Bullitt Lecture in Astronomy 2008
The Star Cities of the Milky Way
Kirkwood Professor and Astronomy Dept. Chair, Indiana University
As we celebrate the 400th anniversary of the invention of the telescope in 1608, and, next year, the 400th anniversary of Galileo's first use of the telescope to study the celestial sphere, we can also celebrate the star cities of the Milky Way - the glorious globular star clusters that surround our galaxy. Just as the telescopes of the 17th century opened the sky for discoveries of star clusters and nebulae, 21st century telescopes take us to explore the origin and evolution of globular star clusters in our galaxy, and in galaxies far away. Globular clusters offer a glimpse of early star formation in the Universe, and of the origin of the basic elements of the periodic table. Some globular clusters harbor black holes, while others may be the remnants of galaxies shredded by the tidal forces of the Milky Way. And above all, the globular clusters are magnificent sentinels in the night sky, shining with the power of hundred thousand suns.
The 2008 lecture will be on Wednesday, Oct. 29 at 7:00pm in the Planetarium. The speaker will be Caty Pilachowski, the Kirkwood Professor and Astronomy Dept. Chair at Indiana University. Previously, she was on staff at the National Optical Astronomy Observatory (NOAO) for 22 years, finishing as Deputy Director of the U.S. Gemini (twin 8 meter telescope) Program. She is a past President of the American Astronomical Society, has served on a number of national and international panels, and is an recognized expert on globular clusters.
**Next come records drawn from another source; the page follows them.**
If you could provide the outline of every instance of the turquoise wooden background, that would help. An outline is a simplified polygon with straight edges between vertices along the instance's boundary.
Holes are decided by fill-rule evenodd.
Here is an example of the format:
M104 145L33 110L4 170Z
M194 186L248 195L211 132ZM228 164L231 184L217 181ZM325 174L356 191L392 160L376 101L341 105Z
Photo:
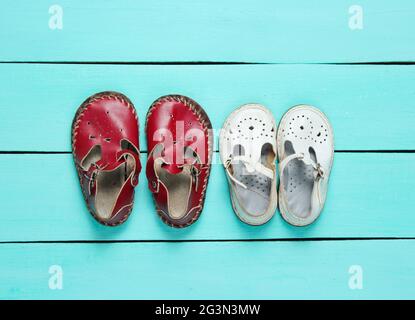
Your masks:
M0 4L1 299L415 298L413 1ZM62 29L49 26L52 5ZM353 5L362 29L350 26ZM129 96L141 125L169 93L198 101L216 129L243 103L266 105L277 121L295 104L318 106L336 139L323 215L305 228L278 213L244 225L214 164L193 226L159 220L144 172L131 218L98 225L70 125L102 90ZM51 266L63 271L61 289L49 286ZM355 266L361 289L350 286Z

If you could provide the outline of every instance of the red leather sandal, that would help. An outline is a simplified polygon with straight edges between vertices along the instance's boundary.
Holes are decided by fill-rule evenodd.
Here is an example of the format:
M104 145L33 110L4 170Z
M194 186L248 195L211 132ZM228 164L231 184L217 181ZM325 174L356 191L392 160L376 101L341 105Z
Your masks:
M146 173L157 213L169 226L189 226L202 212L212 160L211 129L202 107L184 96L161 97L148 110Z
M141 171L138 120L131 101L117 92L85 100L72 123L72 153L92 216L108 226L127 220Z

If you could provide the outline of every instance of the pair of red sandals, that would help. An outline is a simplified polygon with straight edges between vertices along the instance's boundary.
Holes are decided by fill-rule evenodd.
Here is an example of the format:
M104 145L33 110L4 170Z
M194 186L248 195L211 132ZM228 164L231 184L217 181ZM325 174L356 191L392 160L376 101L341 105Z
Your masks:
M148 186L158 214L172 227L191 225L203 209L211 129L202 107L185 96L163 96L148 110ZM127 220L141 171L139 123L132 102L117 92L89 97L72 123L72 152L92 216L107 226Z

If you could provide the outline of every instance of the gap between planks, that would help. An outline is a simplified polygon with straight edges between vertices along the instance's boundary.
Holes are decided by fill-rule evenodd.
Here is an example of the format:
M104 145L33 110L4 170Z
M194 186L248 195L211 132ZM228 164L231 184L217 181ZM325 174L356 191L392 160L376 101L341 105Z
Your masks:
M85 64L85 65L415 65L415 61L362 62L248 62L248 61L0 61L0 64Z
M415 240L415 237L339 237L339 238L271 238L271 239L190 239L190 240L36 240L1 241L2 244L106 244L106 243L185 243L185 242L332 242L332 241L379 241Z

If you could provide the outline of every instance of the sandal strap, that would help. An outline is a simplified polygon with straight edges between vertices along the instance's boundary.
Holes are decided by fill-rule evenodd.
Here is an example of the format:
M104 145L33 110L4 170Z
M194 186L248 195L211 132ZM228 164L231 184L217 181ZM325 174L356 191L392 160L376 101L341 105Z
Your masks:
M284 160L282 160L280 162L280 185L282 186L284 192L285 192L285 188L284 188L284 178L285 178L285 168L288 165L288 163L290 163L292 160L301 160L303 161L306 165L311 165L314 168L314 183L316 184L315 188L313 188L313 196L314 194L316 194L317 199L318 199L318 204L319 206L322 205L322 199L321 199L321 180L324 179L325 177L325 173L323 168L321 167L320 163L313 161L313 159L311 159L311 157L305 157L304 153L293 153L287 157L284 158Z
M160 167L162 168L163 164L168 164L168 165L172 165L170 163L167 163L164 161L164 159L162 157L156 158L153 161L153 164L159 163ZM208 170L209 166L208 165L204 165L201 163L185 163L183 165L174 165L175 167L179 168L179 169L183 169L183 167L187 166L189 168L189 172L190 175L192 176L192 185L195 188L195 191L198 191L199 188L199 176L202 172L202 170ZM182 171L182 170L180 170ZM150 181L149 181L150 183ZM160 179L157 175L155 175L154 179L152 179L151 181L151 190L153 193L158 193L160 190Z
M253 162L250 157L236 156L236 157L233 157L233 161L234 162L236 162L236 161L242 162L245 165L245 167L246 167L246 169L249 173L253 173L253 172L257 171L257 172L263 174L264 176L266 176L270 179L274 179L274 172L271 169L267 168L266 166L264 166L260 162Z
M140 157L135 152L131 150L121 150L117 153L117 160L121 161L124 158L124 161L127 161L127 157L132 157L134 159L134 173L131 176L131 185L133 187L138 184L138 176L141 171L141 162Z
M232 164L232 162L242 162L246 168L246 170L249 173L253 173L253 172L259 172L261 174L263 174L264 176L270 178L270 179L274 179L275 175L274 172L267 168L266 166L264 166L262 163L259 162L252 162L252 159L250 157L247 156L236 156L236 157L230 157L228 160L225 161L225 171L228 175L228 177L237 185L241 186L244 189L247 189L248 187L240 182L238 179L236 179L233 174L230 172L230 165Z
M238 179L236 179L233 176L233 174L231 173L231 171L229 170L229 167L231 166L231 161L232 161L232 159L228 159L228 160L226 160L226 162L224 164L225 165L225 171L226 171L226 174L228 175L229 179L231 179L234 183L236 183L240 187L242 187L244 189L248 189L248 187L244 183L242 183Z
M96 190L96 177L102 171L108 171L109 168L115 168L126 161L126 157L132 157L134 159L134 172L131 175L131 185L135 187L138 184L138 176L141 171L141 163L138 155L130 150L121 150L117 153L117 161L104 165L100 159L90 165L87 171L84 172L84 178L88 181L88 192L90 195L95 195Z
M84 171L84 178L87 180L88 184L88 192L90 195L95 196L95 190L96 190L96 177L100 170L102 170L103 162L102 160L98 160L94 163L92 163L88 170Z
M319 179L324 179L325 173L323 168L321 167L320 163L315 162L313 159L311 159L310 157L305 157L304 153L293 153L287 157L284 158L284 160L282 160L280 162L280 180L282 181L283 176L284 176L284 169L285 167L288 165L289 162L291 162L292 160L301 160L303 161L306 165L311 165L315 172L316 175L314 177L314 180L319 180Z

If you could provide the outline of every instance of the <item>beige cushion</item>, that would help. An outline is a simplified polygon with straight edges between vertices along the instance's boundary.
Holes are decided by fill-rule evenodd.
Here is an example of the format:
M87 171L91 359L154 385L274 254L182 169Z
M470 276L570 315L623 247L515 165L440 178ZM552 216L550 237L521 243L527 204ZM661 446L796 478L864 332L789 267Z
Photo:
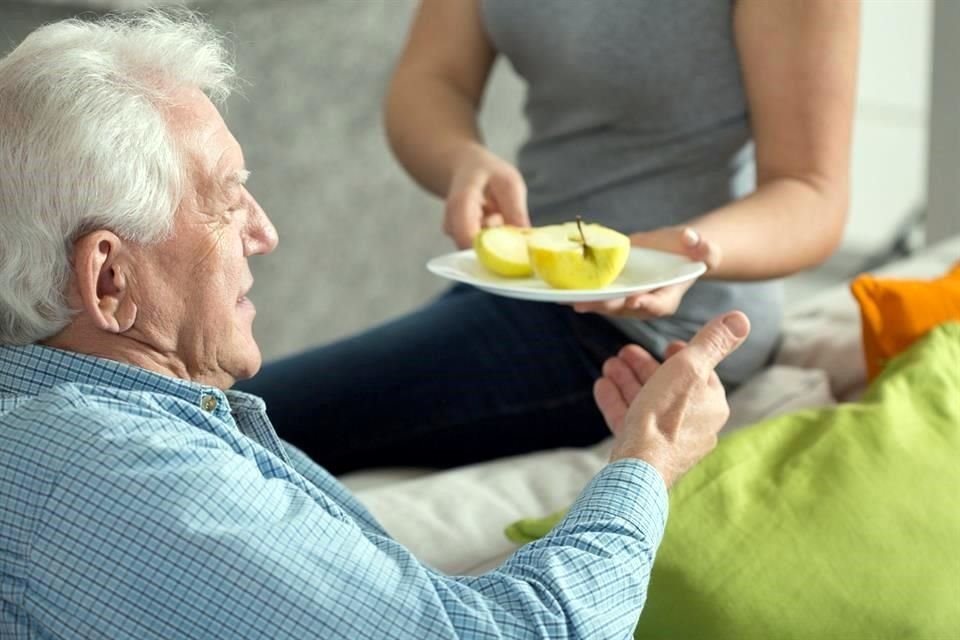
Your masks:
M832 404L826 374L777 366L730 397L728 429ZM449 471L393 469L341 478L397 540L451 574L495 567L514 549L503 529L564 509L607 462L611 441L494 460Z
M446 573L471 573L513 550L503 535L509 523L569 506L606 464L609 446L503 458L368 488L357 497L420 560ZM346 478L347 485L357 478Z
M730 394L728 402L730 419L721 436L791 411L836 404L826 371L784 365L761 371Z
M867 380L860 314L853 296L833 291L822 306L791 314L784 324L776 363L822 372L833 397L849 400Z

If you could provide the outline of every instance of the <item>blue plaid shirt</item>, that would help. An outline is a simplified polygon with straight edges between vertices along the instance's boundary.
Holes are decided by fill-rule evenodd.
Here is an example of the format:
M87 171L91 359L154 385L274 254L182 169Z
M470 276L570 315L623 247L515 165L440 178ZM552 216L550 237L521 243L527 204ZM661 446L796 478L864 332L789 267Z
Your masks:
M0 347L0 637L625 638L666 493L601 471L501 568L452 577L285 447L254 396Z

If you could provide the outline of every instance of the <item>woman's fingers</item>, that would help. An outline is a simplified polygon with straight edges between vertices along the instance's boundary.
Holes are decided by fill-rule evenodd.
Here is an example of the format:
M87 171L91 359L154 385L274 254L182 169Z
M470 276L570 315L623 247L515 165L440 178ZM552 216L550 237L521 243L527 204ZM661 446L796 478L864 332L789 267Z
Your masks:
M578 313L603 313L609 315L622 310L623 303L624 298L600 300L598 302L577 302L573 305L573 310Z
M662 287L653 291L639 293L626 298L601 300L598 302L578 302L573 305L579 313L602 313L608 316L625 316L645 320L660 318L676 312L683 294L690 288L689 283Z
M444 232L461 249L483 226L530 226L527 186L516 167L486 149L468 151L454 168L443 216Z
M684 253L691 260L703 262L707 269L716 269L720 264L720 247L705 240L693 227L685 227L681 232Z
M530 226L527 185L519 172L502 170L494 173L486 184L485 194L493 201L496 212L503 216L506 224Z
M484 211L483 227L485 229L489 229L491 227L502 227L504 224L503 216L499 213L488 214L486 211Z
M451 193L443 215L443 231L453 238L457 247L466 249L480 232L483 219L482 186L470 185Z

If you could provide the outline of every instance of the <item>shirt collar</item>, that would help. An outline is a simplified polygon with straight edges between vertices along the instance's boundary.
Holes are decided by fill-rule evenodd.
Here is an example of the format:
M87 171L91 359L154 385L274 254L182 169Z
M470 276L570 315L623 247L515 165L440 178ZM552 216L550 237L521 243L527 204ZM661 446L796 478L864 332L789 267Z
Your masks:
M159 393L201 406L204 398L213 395L224 408L233 404L244 410L264 409L263 400L247 393L224 393L216 387L174 378L115 360L38 344L0 345L0 392L37 395L64 383Z

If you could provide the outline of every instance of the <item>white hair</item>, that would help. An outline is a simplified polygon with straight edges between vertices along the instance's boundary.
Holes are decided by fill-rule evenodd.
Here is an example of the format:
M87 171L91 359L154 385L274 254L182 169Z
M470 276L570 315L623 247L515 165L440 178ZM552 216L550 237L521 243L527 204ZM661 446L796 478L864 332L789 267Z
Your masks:
M222 101L234 78L221 36L186 10L57 22L0 59L0 344L69 324L84 233L168 236L186 169L166 110L183 87Z

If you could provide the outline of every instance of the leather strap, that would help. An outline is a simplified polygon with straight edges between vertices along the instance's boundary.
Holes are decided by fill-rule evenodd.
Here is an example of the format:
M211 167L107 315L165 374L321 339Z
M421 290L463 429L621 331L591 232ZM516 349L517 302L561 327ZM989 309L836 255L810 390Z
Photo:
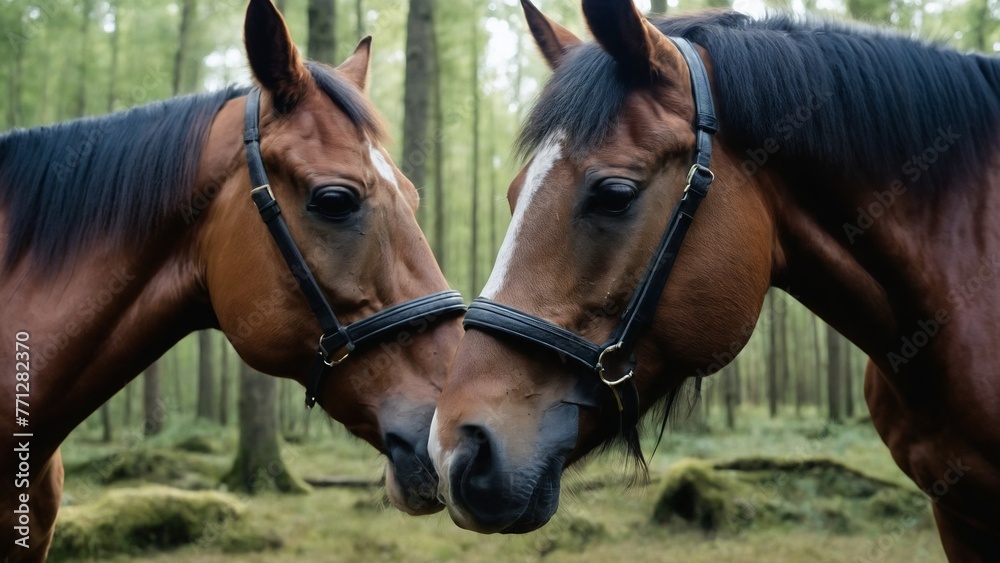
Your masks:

The Physics & Astronomy Department’s Bullitt Lecture is a free lecture aimed at the general public. Since 2001, the Physics & Astronomy Department’s Bullitt Lecture has presented a distinguished astrophysicist to a Louisville audience in the Gheens Science Hall and Rauch Planetarium. Gale Christianson, Hubble's biographer at Indiana State, Fred Espinak, an eclipse expert at NASA Goddard Space Flight Center, James Kaler, a stellar astrophysicist at U. Illinois, and cosmologists Fang Li Zhi of Arizona, J. Richard Gott of Princeton and Alan Dressler of the Carnegie Observatories have been previous Bullitt Lecturers.
College and high school students, teachers, and many others from the community interested in the impact and excitement that astrophysics has generated have attended Bullitt Lectures in large numbers. Everyone is welcome!
The Lecture is endowed through a grant from the family of William Marshall Bullitt, the Solicitor General of the United States under President William Howard Taft.